Sunday 22 May 2022
The Return of the Desert Loving Englishman
A fascinating read about a sideshow of a sideshow of a sideshow….
It is funny how an idea can morph into another idea which in turn veers off elsewhere - and then comes back virtually where you started!
This will be the last post on the subject of my planned Portable Pre Dreadnought Wargame - not because I have abandoned the idea - as I have gone as far as I am able to at present. I have designed the bits and pieces I will need from Warbases and so these will be ordered so that when I am good to go all the proverbial ducks will be in a row, at least as far as building the models is concerned.

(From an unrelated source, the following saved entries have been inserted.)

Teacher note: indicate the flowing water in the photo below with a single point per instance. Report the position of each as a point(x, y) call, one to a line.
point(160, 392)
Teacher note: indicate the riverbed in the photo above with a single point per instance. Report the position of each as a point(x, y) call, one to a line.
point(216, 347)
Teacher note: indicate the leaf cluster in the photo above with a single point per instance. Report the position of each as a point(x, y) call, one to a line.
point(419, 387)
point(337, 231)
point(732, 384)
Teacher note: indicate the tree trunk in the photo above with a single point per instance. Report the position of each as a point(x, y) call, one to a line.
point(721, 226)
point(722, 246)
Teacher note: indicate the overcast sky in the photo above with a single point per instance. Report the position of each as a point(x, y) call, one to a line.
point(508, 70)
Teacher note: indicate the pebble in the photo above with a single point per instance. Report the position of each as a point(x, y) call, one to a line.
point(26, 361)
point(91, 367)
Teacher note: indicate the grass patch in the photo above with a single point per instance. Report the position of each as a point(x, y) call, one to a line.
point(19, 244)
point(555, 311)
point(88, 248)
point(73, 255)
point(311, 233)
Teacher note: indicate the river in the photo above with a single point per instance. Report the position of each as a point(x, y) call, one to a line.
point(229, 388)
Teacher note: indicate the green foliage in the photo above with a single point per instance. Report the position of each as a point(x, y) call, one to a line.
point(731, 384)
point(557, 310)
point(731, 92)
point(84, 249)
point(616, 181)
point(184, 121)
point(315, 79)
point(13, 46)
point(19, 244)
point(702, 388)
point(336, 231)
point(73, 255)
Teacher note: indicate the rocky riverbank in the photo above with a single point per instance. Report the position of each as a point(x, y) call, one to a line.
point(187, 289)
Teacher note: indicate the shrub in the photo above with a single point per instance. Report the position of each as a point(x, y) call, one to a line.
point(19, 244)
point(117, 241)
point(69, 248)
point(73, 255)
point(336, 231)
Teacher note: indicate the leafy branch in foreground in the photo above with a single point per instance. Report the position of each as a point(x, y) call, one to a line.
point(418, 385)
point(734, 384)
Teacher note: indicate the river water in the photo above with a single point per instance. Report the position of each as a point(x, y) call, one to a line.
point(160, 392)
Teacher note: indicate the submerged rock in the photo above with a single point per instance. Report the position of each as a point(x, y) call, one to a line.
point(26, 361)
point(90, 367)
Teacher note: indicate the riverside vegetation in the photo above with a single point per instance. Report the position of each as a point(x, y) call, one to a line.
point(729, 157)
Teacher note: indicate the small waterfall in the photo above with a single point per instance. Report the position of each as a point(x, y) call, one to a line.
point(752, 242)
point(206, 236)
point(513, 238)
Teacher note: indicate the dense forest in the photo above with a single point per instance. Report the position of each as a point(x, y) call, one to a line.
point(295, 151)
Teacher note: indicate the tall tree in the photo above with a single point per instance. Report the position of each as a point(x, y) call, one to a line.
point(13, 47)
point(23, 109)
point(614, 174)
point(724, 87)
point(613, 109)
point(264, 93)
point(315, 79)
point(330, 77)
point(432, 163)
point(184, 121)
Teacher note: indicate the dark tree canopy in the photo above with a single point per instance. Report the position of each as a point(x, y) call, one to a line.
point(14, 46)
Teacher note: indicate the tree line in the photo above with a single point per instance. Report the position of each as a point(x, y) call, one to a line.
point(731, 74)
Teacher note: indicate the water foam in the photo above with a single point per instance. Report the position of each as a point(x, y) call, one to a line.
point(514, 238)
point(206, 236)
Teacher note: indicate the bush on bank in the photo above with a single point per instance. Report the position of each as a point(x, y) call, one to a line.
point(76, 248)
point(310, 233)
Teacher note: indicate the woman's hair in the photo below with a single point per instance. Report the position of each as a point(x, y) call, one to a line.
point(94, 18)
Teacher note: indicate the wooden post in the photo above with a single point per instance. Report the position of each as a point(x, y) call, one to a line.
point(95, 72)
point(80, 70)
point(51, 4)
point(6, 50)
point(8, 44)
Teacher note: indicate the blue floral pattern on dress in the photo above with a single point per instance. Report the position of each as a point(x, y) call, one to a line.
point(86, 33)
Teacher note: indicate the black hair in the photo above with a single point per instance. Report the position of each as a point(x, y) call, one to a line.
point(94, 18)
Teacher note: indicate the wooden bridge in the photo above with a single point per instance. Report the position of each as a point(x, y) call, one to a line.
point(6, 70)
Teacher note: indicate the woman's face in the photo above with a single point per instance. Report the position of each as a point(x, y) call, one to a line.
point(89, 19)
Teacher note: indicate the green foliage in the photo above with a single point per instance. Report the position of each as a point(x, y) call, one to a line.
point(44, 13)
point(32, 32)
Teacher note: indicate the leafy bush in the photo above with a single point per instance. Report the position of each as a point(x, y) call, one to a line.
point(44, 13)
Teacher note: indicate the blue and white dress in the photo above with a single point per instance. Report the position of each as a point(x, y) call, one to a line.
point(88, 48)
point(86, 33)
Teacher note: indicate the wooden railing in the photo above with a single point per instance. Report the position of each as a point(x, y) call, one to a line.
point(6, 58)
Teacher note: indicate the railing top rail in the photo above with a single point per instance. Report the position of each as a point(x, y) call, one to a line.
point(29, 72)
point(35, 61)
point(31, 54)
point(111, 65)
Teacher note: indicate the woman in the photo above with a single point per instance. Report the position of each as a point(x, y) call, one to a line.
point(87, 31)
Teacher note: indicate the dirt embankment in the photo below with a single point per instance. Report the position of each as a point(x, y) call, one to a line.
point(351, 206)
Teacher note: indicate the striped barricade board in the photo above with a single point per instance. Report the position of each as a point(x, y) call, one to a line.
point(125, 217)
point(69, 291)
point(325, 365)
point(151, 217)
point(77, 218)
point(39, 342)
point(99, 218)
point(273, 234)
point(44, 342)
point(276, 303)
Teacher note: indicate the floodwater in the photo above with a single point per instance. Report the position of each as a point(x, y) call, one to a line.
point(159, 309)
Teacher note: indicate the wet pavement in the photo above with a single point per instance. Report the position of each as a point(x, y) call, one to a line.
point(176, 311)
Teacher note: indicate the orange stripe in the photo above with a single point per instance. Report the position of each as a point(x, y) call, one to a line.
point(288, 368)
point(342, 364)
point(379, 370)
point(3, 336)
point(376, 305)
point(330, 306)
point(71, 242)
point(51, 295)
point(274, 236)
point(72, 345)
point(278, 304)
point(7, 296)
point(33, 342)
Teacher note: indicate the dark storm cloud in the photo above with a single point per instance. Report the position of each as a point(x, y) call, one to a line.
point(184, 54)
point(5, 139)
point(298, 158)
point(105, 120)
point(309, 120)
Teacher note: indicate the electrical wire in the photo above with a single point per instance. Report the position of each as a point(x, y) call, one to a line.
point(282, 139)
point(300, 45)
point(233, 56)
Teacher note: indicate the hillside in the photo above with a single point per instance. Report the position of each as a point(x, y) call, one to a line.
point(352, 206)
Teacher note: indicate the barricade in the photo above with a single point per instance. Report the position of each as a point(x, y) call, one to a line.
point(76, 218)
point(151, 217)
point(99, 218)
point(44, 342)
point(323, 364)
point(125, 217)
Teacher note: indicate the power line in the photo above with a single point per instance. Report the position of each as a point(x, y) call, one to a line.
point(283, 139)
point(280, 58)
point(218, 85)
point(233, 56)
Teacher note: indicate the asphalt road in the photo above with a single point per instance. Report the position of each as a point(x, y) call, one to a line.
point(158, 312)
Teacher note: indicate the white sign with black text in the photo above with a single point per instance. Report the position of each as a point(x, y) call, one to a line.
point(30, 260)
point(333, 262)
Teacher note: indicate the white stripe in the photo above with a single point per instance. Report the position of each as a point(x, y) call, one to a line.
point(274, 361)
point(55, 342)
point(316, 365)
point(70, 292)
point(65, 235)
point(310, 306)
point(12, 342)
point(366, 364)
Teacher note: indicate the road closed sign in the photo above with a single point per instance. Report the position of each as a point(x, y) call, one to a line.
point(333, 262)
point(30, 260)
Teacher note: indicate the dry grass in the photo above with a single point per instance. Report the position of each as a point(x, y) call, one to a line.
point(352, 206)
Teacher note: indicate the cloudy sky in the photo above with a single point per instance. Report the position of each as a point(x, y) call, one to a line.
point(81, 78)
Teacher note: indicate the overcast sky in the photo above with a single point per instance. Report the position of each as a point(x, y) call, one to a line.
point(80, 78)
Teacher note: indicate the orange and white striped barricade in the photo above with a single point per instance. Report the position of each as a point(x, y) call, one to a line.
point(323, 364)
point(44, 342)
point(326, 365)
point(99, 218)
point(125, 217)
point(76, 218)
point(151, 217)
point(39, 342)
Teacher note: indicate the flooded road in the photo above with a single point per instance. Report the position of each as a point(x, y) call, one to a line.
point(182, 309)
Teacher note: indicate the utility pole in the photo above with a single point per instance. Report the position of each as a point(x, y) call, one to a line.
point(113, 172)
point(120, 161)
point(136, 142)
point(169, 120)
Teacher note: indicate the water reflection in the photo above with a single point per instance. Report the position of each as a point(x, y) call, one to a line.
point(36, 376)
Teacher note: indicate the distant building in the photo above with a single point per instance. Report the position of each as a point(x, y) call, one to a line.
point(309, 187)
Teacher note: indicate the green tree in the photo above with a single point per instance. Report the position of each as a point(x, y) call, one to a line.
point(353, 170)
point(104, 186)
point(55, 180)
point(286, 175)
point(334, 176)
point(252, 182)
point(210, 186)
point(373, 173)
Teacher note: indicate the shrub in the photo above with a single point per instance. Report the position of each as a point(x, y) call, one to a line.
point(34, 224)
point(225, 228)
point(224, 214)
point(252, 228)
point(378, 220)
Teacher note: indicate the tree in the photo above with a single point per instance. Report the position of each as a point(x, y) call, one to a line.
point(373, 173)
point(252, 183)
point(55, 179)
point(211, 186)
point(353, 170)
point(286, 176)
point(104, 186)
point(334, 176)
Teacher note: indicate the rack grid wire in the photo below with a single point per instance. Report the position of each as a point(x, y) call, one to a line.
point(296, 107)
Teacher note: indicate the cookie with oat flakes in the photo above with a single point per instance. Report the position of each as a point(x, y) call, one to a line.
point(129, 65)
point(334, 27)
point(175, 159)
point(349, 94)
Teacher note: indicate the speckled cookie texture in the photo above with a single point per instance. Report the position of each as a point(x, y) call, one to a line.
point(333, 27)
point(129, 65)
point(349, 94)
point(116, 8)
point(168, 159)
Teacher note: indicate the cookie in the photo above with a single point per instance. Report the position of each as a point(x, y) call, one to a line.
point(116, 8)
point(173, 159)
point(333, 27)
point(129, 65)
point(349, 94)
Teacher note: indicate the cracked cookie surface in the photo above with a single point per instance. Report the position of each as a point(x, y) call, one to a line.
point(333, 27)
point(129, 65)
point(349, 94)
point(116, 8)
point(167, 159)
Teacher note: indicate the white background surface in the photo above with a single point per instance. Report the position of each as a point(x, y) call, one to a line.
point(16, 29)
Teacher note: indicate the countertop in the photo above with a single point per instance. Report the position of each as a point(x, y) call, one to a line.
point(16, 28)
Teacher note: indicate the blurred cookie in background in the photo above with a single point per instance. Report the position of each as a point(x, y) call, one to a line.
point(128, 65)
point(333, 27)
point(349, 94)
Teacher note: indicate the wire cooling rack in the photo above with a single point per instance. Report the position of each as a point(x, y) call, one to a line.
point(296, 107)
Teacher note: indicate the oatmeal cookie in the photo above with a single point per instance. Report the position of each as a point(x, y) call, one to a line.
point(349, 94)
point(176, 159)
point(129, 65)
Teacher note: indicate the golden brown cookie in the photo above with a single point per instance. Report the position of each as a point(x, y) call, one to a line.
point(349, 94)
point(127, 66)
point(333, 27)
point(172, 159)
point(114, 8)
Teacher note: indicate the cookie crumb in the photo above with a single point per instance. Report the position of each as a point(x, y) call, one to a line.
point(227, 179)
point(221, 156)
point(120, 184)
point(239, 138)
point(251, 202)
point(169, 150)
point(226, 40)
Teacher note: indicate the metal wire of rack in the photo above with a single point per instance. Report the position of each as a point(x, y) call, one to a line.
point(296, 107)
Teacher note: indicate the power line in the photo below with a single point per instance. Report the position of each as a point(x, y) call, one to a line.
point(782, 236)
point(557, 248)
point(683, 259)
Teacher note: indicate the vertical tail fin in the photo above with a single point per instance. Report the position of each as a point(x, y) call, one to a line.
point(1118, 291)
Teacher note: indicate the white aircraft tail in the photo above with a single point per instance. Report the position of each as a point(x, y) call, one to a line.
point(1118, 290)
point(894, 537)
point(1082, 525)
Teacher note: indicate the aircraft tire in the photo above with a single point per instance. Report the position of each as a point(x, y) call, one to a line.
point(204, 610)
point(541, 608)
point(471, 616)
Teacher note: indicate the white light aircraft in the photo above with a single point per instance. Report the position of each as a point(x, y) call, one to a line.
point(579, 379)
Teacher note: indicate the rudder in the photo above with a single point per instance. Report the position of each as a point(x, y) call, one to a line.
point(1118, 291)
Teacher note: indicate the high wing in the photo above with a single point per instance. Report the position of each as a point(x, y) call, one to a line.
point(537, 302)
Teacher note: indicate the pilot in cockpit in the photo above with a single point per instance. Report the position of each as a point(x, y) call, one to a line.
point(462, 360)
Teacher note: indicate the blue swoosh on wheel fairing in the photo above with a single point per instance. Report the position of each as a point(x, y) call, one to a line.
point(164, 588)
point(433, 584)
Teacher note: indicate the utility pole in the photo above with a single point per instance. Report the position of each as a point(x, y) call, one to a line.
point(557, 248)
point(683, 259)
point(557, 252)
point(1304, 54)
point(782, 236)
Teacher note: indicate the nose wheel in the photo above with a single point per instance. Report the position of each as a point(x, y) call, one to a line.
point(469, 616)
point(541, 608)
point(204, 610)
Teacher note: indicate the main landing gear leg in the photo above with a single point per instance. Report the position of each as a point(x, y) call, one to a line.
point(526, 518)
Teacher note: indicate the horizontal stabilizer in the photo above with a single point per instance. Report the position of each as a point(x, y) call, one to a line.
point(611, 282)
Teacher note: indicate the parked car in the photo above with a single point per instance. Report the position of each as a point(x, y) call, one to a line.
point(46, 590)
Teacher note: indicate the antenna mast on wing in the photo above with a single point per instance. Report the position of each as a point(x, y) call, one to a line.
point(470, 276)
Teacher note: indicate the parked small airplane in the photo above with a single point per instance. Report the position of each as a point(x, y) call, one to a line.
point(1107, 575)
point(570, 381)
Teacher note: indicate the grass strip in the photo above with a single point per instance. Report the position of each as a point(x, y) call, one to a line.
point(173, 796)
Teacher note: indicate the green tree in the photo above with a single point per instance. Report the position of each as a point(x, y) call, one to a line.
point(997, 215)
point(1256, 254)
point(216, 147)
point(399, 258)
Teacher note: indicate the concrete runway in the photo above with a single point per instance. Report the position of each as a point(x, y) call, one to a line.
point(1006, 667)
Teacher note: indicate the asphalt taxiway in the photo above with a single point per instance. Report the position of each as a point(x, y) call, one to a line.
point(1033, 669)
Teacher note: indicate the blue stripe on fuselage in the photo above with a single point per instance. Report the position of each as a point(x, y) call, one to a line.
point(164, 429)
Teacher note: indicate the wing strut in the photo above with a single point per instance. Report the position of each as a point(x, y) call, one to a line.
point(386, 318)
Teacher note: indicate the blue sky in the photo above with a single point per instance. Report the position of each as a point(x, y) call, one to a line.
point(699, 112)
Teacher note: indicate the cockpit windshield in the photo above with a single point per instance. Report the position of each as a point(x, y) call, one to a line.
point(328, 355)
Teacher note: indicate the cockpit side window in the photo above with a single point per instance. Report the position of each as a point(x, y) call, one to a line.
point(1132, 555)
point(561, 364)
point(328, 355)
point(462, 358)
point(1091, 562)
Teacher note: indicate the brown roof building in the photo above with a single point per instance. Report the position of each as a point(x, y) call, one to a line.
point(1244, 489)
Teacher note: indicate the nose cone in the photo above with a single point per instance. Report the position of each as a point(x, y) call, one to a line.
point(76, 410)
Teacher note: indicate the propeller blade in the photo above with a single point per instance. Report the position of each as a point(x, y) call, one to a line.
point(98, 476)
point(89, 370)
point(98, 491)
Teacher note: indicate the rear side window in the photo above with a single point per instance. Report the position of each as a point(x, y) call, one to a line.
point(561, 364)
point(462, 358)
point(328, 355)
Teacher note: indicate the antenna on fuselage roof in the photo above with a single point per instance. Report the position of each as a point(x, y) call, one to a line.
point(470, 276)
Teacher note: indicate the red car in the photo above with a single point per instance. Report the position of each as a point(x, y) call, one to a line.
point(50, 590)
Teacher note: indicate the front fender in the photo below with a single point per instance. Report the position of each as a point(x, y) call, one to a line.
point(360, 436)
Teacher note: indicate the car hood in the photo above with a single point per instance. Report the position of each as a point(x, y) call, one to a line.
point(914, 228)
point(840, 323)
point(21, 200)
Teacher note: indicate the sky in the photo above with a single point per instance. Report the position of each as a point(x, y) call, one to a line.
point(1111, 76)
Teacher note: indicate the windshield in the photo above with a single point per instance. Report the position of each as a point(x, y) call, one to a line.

Calling the rules the Portable Pre Dreadnought Wargame is a little bit of a misnomer really as I fully intend for the core system to be usable up to the Great War but with a fairly significant caveat. I am not sure that the firing system will work effectively with dreadnought sized main batteries - there are limits to the number of d6 one can roll comfortably at any one time! I fully intend looking at the lower level of action - cruisers and smaller - which will make for far more tactically interesting games than endless lines of dreadnoughts duking it out, not that that isn’t fun in itself.
Some time ago I mooted the idea of an expanded Madasahatta style campaign which would loop in East Africa and the Arabian peninsula. At the time I even went so far as to acquire the models in 1:2400th from Tumbling Dice - sadly long gone - but I never followed the idea through. Well, after a bit of a rethink, and more significantly a degree of scaling the whole project back a tad, I reckon it is now far more viable. Besides, I want to build the models myself.
The Royal Navy in the Red Sea
The Royal Navy Red Sea Squadron played a major part in both supporting the Arab Revolt and preventing supplies being delivered along the coast in regions occupied by the Turks. They had little or no opposition to speak of - the Turkish navy was concentrated in Turkey - which was probably just as well given the calibre of what they were equipped with. However, by dint of some historical legerdemain we could allow a combined Turkish and German squadron to be maintained on the island of Madasahatta and Dar es Salaam.
My plan is to assume that the Central Powers have a greater naval presence than historically and that elements of both the Turkish and the German navy are available. For the Germans I am thinking some of the East Asia Squadron (they went west rather than east!) with some older bits and pieces facing off against the Red Sea squadron and some other bits and pieces that the Royal Navy happen to have kicking about - including stuff from the China station and perhaps a dash of modern light cruiser.
For this to work I will have to take a piece of wargaming history (Madasahatta) and tweak it - just to be clear this will mean taking history and also an alternative history to make something new - but I reckon that there is definitely some mileage (or for something naval should that be Knotage?) in it.
To give you a flavour of things take a look at some of the ships of the Red Sea squadron.
H.M.S. Espiegle (note that R.I.M Minto was similar)
And from the Royal Indian Marine
The above were used as troop and supply ships that were also fitted out as armed merchant cruisers.
All the above are very much Arabian peninsula facing so the whole East Africa set up will also need looking at and organising.
There is a huge amount of potential with this idea and it would certainly give me a great variety of lower level actions involving fewer ships as well giving me plenty of ideas for models. Given that Madasahatta is also relatively close to French occupied Madagascar it means that the potential for adding in some French vessels is also viable.
As I have often said in the past and will no doubt continue to do so in the future - much to ponder methinks!